The Union cabinet has approved[1] major amendments in the Foreign Direct Investment (hereinafter referred to as ‘FDI’) policy on 10 January 2018 which have been introduced with the intention of liberalizing and simplifying the extant policy on FDI for offering ease of doing business in the country. The government has stated that the country had potential to attract far more foreign investment, which could have been achieved only through further liberalizing and simplifying the FDI regime. In furtherance of the same, these amendments are aimed at yielding larger FDI inflows to increase investment, income and employment. Note that during the year 2014-15, total FDI inflows received were US $ 45.15 billion as against a total FDI of US $ 60.08 billion in the financial year 2016-17, which is an all-time high.

Changes introduced in key sectors:

a. Single Brand Retail Trading

100% FDI under automatic route is now permitted for Single Brand Retail Trading as it has been decided by the government to permit single brand retail trading entity to set off its incremental sourcing of goods from India for global operations during initial 5 years which would begin from 1st of April of the year in which the first store is opened against the mandatory sourcing requirement of 30% of purchases from India.

In this regard, note that after completion of this 5 year period, the Single Brand Retail Trading entity shall be required to meet the 30% sourcing norms directly towards its Indian operation, on an annual basis.

b. Civil Aviation

Foreign airlines have now been permitted to invest up to 49% in the capital of Indian companies under approval route in Air India subject to the following two conditions:

  1. FDI in Air India including that of foreign airlines shall not exceed 49% either directly or indirectly
  2. Substantial ownership and effective control of Air India shall continue to be vested in Indian National.

c. Construction Development: Townships, Housing, Built-up Infrastructure and Real Estate Broking Services

Government has now permitted 100% FDI under automatic route. Further, the government has also clarified that that the real-estate broking service does not amount to real estate business.

d. Pharmaceuticals

Earlier, the FDI policy on Pharmaceuticals sector provided that definition of medical device as contained in the FDI Policy was subject to amendment in the Drugs and Cosmetics Act. In furtherance of the same, the government has now stated that the definition of medical devices as contained in the FDI Policy was complete in itself and thus, the reference has now been dropped. It has also been decided to amend the definition of ‘medical devices’ as contained in the FDI Policy.

e. Power Exchanges

The government has now permitted 49% FDI under automatic route in Power Exchanges registered under the Central Electricity Regulatory Commission (Power Market) Regulations, 2010.

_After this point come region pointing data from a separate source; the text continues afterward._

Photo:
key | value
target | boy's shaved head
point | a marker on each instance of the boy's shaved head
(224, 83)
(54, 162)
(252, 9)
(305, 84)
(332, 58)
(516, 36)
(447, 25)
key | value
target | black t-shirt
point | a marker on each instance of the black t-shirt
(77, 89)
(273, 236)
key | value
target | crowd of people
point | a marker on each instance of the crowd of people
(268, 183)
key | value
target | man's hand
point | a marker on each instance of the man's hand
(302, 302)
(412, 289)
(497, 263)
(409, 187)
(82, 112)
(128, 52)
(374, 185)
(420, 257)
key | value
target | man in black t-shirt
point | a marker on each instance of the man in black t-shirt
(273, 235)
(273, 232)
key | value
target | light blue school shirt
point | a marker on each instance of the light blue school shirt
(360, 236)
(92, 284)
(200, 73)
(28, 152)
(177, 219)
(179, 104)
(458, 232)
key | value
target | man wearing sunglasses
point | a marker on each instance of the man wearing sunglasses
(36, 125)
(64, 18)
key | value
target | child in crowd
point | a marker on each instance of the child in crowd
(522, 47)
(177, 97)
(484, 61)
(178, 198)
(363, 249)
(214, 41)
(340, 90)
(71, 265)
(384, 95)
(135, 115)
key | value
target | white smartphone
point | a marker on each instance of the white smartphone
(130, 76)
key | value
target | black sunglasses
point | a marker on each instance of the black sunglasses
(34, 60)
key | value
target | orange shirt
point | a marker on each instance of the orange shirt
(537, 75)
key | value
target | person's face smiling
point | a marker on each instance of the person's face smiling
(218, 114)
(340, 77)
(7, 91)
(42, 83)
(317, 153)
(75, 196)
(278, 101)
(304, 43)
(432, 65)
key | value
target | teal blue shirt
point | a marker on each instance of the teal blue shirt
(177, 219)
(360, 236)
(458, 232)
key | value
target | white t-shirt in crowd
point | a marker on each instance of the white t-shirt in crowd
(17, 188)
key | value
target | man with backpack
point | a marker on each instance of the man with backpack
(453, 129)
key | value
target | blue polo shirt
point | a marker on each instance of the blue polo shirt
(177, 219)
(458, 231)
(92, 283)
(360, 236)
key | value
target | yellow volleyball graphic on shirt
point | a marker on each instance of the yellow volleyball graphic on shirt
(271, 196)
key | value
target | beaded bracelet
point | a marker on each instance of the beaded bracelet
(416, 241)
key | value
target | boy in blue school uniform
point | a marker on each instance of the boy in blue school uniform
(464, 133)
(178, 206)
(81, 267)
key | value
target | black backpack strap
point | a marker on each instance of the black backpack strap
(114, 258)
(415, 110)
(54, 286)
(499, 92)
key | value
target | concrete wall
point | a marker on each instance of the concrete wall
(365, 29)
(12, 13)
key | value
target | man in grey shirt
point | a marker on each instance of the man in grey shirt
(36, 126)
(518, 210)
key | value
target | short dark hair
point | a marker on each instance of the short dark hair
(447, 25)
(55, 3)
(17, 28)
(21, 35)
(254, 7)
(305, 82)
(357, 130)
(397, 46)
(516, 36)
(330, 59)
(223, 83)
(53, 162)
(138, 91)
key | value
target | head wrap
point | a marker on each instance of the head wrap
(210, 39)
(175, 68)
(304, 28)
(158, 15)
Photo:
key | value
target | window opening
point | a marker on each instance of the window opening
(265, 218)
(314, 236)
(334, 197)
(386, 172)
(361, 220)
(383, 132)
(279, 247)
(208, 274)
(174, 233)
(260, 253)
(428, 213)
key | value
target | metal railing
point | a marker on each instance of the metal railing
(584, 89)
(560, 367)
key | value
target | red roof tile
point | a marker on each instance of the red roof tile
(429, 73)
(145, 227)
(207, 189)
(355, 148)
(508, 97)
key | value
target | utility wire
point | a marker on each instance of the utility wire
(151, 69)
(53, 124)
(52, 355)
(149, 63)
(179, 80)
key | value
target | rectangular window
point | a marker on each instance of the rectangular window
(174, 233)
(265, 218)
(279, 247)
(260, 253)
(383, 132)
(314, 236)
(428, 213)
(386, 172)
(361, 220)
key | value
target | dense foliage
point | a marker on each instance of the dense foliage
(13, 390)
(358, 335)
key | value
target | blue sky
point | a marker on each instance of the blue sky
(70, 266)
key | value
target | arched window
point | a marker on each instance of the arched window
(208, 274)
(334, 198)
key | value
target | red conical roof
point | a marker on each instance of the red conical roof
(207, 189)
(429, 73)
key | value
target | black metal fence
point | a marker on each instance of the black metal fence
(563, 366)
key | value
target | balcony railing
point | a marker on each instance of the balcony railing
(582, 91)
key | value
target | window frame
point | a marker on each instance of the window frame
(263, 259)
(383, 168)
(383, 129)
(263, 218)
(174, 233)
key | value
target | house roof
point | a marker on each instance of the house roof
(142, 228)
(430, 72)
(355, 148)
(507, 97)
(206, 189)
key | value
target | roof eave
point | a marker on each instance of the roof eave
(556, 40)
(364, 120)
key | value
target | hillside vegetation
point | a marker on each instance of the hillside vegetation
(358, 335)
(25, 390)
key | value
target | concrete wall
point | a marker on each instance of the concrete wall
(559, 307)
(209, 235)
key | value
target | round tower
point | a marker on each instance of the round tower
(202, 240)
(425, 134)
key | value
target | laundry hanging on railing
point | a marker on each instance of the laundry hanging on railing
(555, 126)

Foreign Portfolio Investors /Foreign Institutional Investors were earlier restricted for investing in Power Exchanges engaged in secondary market only. However, the government has now allowed them to invest in secondary as well as primary market.

Other approval requirements under FDI Policy:

(i)  The government has now permitted the issue of shares against non-cash considerations like pre-incorporation expenses, import of machinery etc. in case of sectors under automatic route.

(ii)  FDI in an Indian company that is engaged solely in the activity of investing in the capital of other Indian companies or LLPs and in the Core Investing Companies regulated by a financial sector regulator, would now be allowed for foreign investment up to 100% under automatic route; and, if they are not regulated by any Financial Sector Regulator or where only part is regulated or where there is doubt regarding the regulatory oversight, foreign investment up to 100% will be allowed under Government approval route, subject to conditions including minimum capitalization requirement, as may be decided by the Government.

Competent Authority for examining FDI proposals from countries of concern:

For FDI in automatic route sectors which require approval only on the matter of investment being from country of concern, FDI applications would be processed by Department of Industrial Policy & Promotion (DIPP) for Government approval. Cases under the government approval route, also requiring security clearance with respect to countries of concern, will continue to be processed by concerned Administrative Department/Ministry.

Prohibition of restrictive conditions regarding audit firms:

FDI with the fresh amendments has set a policy stating that wherever the foreign investor wishes to specify a particular auditor or audit firm having international network for the Indian investee company, then the audit of such investee companies should be carried out as joint audit wherein one of the auditors should not be part of the same network.


Positive steps have been taken by the government to allow more investment into the country. This liberalization of FDI norms by the government seeks to enable international investor companies to invest in India and bring along with them latest technologies and business practices into India.